Yes. So -- no, I think to echo Paul's point is that I think -- I can tell you that at least at this meeting, there was -- there's interest in the fact that the approach is now -- that they're taking it to that younger population again. It's reinforced belief in this particular approach of intrathecal ASO administration. Their confident that they're engaging target. And now it's an aspect of optimizing.

But to Paul's second point, there's also a lot of discussion that, that may not solve their issue, which is not our issue, which is the issue of bringing down wild-type Huntington along with mutant Huntington. I think that it's still a big discussion here and a lot of interest. Their restriction to a subpopulation has actually led to an enormous focus on us and patient participation in our study as a way of maybe dealing with some of the challenges that they've been dealing with.

So it's really been interesting to see the number of physicians come to me at this meeting and want to know how the trial is going, patient groups wanting to see how patients can get access.
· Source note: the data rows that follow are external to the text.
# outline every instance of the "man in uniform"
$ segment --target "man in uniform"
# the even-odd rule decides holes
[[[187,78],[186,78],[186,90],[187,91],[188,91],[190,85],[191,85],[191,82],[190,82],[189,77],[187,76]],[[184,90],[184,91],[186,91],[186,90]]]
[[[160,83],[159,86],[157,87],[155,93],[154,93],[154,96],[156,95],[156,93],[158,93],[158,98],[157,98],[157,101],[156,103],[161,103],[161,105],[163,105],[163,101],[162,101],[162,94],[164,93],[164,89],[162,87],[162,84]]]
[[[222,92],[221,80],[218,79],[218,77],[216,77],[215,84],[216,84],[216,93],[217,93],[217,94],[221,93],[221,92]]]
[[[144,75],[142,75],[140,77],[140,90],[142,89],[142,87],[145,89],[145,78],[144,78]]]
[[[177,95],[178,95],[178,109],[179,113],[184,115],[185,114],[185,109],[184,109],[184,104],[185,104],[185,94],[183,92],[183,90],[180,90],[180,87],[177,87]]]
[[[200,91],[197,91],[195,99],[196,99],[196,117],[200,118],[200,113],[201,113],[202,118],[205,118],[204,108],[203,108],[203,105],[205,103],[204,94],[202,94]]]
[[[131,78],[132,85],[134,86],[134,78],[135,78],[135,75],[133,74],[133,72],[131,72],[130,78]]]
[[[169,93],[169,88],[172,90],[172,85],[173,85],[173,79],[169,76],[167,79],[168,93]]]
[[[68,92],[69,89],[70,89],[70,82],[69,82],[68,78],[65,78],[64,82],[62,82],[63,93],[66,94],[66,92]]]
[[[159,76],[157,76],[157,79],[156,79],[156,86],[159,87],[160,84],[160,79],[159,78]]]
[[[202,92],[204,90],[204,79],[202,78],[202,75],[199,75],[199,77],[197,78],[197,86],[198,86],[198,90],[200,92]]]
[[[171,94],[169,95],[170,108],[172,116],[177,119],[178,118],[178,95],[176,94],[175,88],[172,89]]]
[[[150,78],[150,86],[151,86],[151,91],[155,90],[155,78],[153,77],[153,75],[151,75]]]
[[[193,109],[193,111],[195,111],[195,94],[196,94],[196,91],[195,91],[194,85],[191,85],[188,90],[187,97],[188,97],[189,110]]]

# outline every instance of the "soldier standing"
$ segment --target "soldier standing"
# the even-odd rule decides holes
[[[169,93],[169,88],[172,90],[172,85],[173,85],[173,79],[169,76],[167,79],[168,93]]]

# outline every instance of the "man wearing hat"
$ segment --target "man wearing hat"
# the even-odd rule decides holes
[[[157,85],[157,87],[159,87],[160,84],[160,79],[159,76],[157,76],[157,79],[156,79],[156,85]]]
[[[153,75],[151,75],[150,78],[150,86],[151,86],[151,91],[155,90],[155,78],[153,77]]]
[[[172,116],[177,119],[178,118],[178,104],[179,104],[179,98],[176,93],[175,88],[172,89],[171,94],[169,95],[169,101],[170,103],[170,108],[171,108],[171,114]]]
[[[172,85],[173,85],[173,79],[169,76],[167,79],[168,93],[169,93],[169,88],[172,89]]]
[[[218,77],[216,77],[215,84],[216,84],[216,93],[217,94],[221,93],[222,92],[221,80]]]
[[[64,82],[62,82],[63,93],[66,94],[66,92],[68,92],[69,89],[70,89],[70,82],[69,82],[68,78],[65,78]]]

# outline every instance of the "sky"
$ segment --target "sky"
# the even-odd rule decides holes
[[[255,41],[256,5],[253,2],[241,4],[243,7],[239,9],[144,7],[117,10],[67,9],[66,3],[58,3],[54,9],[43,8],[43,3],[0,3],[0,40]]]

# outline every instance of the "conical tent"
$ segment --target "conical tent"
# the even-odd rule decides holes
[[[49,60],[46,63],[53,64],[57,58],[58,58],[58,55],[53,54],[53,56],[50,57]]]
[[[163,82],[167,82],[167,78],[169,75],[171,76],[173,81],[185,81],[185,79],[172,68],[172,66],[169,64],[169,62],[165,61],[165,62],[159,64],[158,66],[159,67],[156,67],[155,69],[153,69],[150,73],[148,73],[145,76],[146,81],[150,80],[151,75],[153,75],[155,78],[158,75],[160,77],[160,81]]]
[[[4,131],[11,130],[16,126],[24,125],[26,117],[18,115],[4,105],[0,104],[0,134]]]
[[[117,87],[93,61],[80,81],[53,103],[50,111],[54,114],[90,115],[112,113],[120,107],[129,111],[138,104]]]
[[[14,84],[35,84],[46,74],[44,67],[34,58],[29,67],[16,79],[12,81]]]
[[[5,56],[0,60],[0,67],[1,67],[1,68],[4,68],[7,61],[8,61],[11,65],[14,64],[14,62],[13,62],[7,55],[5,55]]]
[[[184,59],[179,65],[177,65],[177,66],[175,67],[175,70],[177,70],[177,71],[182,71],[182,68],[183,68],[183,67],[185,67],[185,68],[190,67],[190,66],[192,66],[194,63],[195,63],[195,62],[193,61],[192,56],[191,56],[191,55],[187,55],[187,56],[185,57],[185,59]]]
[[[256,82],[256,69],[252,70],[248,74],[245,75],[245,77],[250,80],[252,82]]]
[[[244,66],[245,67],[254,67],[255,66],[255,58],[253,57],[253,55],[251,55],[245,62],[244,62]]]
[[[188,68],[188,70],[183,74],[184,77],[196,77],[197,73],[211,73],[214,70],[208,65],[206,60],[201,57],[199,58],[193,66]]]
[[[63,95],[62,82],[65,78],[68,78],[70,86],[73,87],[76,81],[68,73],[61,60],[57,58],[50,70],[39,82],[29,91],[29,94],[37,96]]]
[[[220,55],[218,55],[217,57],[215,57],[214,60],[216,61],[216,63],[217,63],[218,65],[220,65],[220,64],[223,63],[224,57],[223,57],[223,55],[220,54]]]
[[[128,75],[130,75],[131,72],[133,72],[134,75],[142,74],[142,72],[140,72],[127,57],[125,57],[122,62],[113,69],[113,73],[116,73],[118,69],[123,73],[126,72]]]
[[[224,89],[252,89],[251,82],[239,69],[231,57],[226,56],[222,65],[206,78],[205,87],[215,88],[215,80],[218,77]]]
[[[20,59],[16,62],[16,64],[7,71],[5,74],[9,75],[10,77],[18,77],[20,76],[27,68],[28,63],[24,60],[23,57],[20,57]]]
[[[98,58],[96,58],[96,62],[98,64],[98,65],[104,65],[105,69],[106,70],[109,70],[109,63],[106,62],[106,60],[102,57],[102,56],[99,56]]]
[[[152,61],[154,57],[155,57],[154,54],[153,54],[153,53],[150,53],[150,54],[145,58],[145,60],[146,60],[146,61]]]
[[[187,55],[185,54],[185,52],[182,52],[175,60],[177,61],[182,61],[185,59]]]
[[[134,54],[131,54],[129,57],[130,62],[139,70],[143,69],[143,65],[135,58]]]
So it has had an overall improvement in the feelings around the approach, but also Wave's particular approach and the potential that it offers.

Involving C9 -- you mentioned about the p75. I mean this is a biomarker that has been associated with potentially earlier indications of progression than -- and more associated with predicting progression in these patients in the -- particularly in the ALS population, but potentially something we want to understand in the FTD population.

So it's potentially more associated with actual functional decline than some other biomarkers. So we've included in the study to see if we can get a better understanding of how it would relate to the more typical one people talk about like the Poly-GP and the neurofilament. And it's super easy. It's in the urine. So it's something we're just exploring as a potential guide for us for, hopefully, future development.

I would now like to turn the conference back to Dr. Paul Bolno for closing remarks.

Thanks, everyone, for joining the call this morning to review our fourth quarter 2021 financial results and corporate update. And thank you to our Wave employees for their hard work and commitment to patients. Have a great day. Take care.

This concludes today's conference call. Thank you for participating, and you may now disconnect.